In caso di condanna le cose starebbero diversamente, ma forse meno del previsto. La decadenza da parlamentare è un processo lunghetto, questione di mesi e i paladini della stabilità si darebbero da fare per allungarli ancora. In quel lasso di tempo il Cavaliere avrebbe modo e tempo di preparare una mossa di contrattacco. Far cadere il governo subito, esponendosi o alla nascita di una nuova e ostilissima maggioranza o a elezioni nelle quali non potrebbe giocare in prima persona, una scelta poco astuta. Anche nell’eventualità per lui peggiore, Berlusconi probabilmente continuerà a scommettere sul governo Letta.
Sin qui le previsioni del premier sono dunque giustamente rosee. Quando però si passa alla sostanza delle cose la prospettiva si rovescia e le nuvole coprono ogni spicchio di sole. In questi tre mesi il governo non è riuscito a liberarsi da nessuna delle due ipoteche ne condizionano, se non la sorte, almeno l’operato: le divisioni all’interno della maggioranza e il ceppo europeo. Ieri a palazzo Madama, Letta ha risposto alle domande dei senatori sulla crisi economica, confermando l’impasse. Sull’Imu, linea del fuoco nello scontro tra Pd e Pdl, si è avvalso della facoltà di non rispondere. Sulla gabbia europea ha sbandierato come grande vittoria quel che è in realtà un risultato inconsistente, il finto allentamento del rigore, e ha usato l’argomento posticcio per giustificare la scelta di insistere sulla via della “virtuosità”, come è di moda definire il massacro sociale.

Ai due nodi irrisolti se ne è aggiunto un terzo: lo scontro sempre più frequente tra il governo e il parlamento. Il decreto sulle carceri era partito bene dal ministero di via Arenula, poi il Senato lo ha sfregiato in più punti. Il decreto Ilva era pieno di limiti nella versione del governo: grazie alla Camera è diventato del tutto indigeribile. Insomma, il governo può fare molto poco e quel poco non riguarda quasi mai il cuore dell’emergenza, cioè l’adozione di misure anticicliche per combattere la crisi. Anche quel poco, però, è esposto agli agguati di cospicue aree della maggioranza che, facendo blocco con pezzi d’opposizione, riescono puntualmente ad affondare tutto.

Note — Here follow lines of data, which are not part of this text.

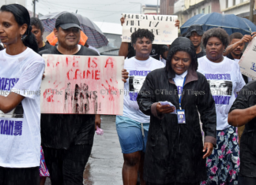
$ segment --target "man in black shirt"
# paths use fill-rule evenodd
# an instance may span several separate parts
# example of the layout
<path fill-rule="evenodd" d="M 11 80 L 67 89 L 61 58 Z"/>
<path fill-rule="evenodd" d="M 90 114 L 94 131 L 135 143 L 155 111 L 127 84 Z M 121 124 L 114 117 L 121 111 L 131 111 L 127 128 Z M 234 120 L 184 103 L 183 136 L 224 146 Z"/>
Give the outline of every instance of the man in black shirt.
<path fill-rule="evenodd" d="M 38 45 L 38 52 L 53 47 L 53 46 L 43 41 L 43 34 L 44 28 L 43 27 L 41 20 L 39 18 L 32 17 L 30 19 L 30 25 L 32 28 L 31 31 L 32 34 L 34 34 Z"/>
<path fill-rule="evenodd" d="M 80 30 L 76 16 L 70 13 L 62 14 L 57 18 L 54 29 L 58 46 L 40 54 L 98 56 L 95 50 L 78 45 Z M 128 78 L 128 72 L 123 72 L 122 77 Z M 52 185 L 83 183 L 83 172 L 92 151 L 95 124 L 100 123 L 100 115 L 42 114 L 42 146 Z"/>
<path fill-rule="evenodd" d="M 205 50 L 201 47 L 201 37 L 204 34 L 203 28 L 199 24 L 191 25 L 186 31 L 185 37 L 190 39 L 194 48 L 196 49 L 198 58 L 206 55 Z"/>
<path fill-rule="evenodd" d="M 229 110 L 228 122 L 245 125 L 240 142 L 239 185 L 256 184 L 256 81 L 243 87 Z"/>
<path fill-rule="evenodd" d="M 239 32 L 235 32 L 230 35 L 230 44 L 227 47 L 225 52 L 225 55 L 227 55 L 227 57 L 232 60 L 237 61 L 239 62 L 243 55 L 242 52 L 245 46 L 245 43 L 250 42 L 251 39 L 252 37 L 250 35 L 245 35 L 243 36 Z M 243 78 L 246 83 L 249 82 L 248 77 L 247 76 L 243 75 Z"/>
<path fill-rule="evenodd" d="M 122 24 L 125 21 L 125 18 L 122 17 L 120 19 L 120 21 L 121 21 L 121 25 L 122 25 Z M 175 21 L 175 27 L 178 27 L 178 29 L 179 28 L 179 20 Z M 164 60 L 166 60 L 168 54 L 168 50 L 169 48 L 167 45 L 152 44 L 152 50 L 150 52 L 149 56 L 158 61 L 160 60 L 161 56 Z M 123 56 L 125 58 L 126 57 L 130 58 L 136 55 L 136 52 L 130 43 L 122 42 L 119 55 Z"/>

Alle soglie della pausa estiva il quadro presenta dunque numerosi aspetti apertamente paradossali. Il governo è più che mai solido, in virtù di un gioco di circostanze tra le quali figura non all’ultimo posto l’ostilità congenita del Capo dello Stato alla sola idea di riconvocare alle urne il popolo ex sovrano. Ma è anche più che mai condannato all’impotenza e alla passività.

Anche da questo punto di vista la risposta di Letta nel question time del Senato sul come risolvere la tragedia degli esodati, l’ammissione implicita di non averne la minima idea, è eloquente. Molti si felicitano comunque per la raggiunta stabilità. In effetti, volendo, si può dire che le situazioni di stallo, o di paralisi, siano tra le più stabili.